Israelische Sicherheitsanalysten warnen davor, dass der jüdische Staat sich für eine umfassende Invasion des Gazastreifens entscheiden könnte, um die Hamas zu zerschlagen, die es wiederholt geschafft hat, ihre Reihen und Waffenvorräte aufzufüllen, nachdem sie aus der Luft, vom Boden und vom Meer aus bombardiert wurde.

Das wäre die erste Landoffensive in dem dicht besiedelten Streifen mit 2 Millionen Einwohnern seit dem Krieg von 2014 und würde zu noch größeren Verlusten auf allen Seiten führen – und zu weiteren Verwüstungen für die leidgeprüfte Bevölkerung des Gazastreifens.

Es besteht auch die Gefahr, dass eine Eskalation einen größeren Flächenbrand auslöst, wenn die libanesische militante Bewegung Hisbollah sich mit der Hamas abstimmt und eine Front an der Nordgrenze Israels eröffnet. Das wäre eine Katastrophe für die Region.

Die vom Iran unterstützte Hisbollah verfügt über ein weitaus größeres und hochentwickelteres Raketen- und Flugkörperarsenal als die Hamas, die tendenziell auf selbstgebaute Raketen setzt.

Seine Beteiligung an dem Konflikt würde das israelische Verteidigungssystem Iron Dome, das seine Städte und Gemeinden schützt, zu überfordern drohen.

Die Hisbollah hat Israel während eines einmonatigen Konflikts im Jahr 2006 eine blutige Nase zugefügt, und sie hat Kampferfahrung gesammelt, nachdem sie in den syrischen Bürgerkrieg eingegriffen hatte, um Präsident Bashar al-Assad zu unterstützen.

Israel warnt seit langem davor, dass es auf ernsthafte Hisbollah-Angriffe mit massiver Gewalt gegen den Libanon reagieren würde, ein Land, das nach Jahren der Wirtschaftskrise und des politischen Unwohlseins bereits auf den Knien liegt.

Die Ereignisse vom Samstag lassen auch Befürchtungen aufkommen, dass der Iran, der die Hisbollah, die Hamas und den Islamischen Dschihad, eine weitere militante palästinensische Gruppe in Gaza, unterstützt, beschließen könnte, das Feuer zu schüren.

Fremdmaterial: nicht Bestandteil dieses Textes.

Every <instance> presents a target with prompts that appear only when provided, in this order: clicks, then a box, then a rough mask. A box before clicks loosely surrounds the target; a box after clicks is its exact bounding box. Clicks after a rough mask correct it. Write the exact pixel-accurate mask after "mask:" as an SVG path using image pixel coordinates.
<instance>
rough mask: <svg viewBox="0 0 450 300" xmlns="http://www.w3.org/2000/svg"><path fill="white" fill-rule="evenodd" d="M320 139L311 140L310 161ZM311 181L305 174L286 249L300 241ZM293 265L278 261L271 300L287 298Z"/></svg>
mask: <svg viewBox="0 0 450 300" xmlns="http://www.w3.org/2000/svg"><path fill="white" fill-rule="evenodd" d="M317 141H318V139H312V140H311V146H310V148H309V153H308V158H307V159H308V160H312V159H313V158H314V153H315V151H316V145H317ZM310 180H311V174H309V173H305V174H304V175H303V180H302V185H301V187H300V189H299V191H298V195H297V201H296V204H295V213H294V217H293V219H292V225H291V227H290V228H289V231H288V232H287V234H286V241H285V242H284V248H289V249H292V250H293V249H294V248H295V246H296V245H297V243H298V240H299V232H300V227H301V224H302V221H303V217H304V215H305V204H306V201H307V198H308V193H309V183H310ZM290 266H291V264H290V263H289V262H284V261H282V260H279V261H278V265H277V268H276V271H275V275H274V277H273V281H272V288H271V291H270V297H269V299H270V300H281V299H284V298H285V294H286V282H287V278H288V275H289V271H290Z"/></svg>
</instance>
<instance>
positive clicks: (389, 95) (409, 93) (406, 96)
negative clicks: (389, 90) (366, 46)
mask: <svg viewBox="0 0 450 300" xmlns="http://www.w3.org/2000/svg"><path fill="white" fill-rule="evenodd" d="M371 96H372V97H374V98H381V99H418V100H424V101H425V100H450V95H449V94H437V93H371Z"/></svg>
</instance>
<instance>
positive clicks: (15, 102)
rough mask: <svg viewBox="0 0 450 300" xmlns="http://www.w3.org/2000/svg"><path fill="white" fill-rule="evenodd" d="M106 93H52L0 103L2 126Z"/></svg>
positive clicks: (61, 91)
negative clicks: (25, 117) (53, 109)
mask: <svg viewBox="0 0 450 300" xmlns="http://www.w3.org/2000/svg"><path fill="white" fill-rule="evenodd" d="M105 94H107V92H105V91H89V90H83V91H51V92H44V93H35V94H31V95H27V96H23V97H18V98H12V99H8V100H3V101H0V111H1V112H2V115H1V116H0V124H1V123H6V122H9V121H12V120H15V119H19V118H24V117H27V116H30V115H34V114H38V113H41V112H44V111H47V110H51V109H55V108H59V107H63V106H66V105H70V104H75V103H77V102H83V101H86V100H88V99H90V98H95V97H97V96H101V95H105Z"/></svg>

Unterdessen brodelt im Westjordanland die Spannung, da es den schlimmsten Teufelskreis der Gewalt seit dem Ende der zweiten Intifada oder des palästinensischen Aufstands im Jahr 2005 erlebt. Israel führt fast täglich Razzien in den besetzten Gebieten durch.

Selten schien die Situation in den letzten Jahren so brisant.

„Dies ist definitiv ein entscheidender Moment und in jedem Szenario kommt Israel sehr schlecht aus dieser Situation heraus“, sagte Avi Melamed, ein israelischer Geheimdienstanalyst.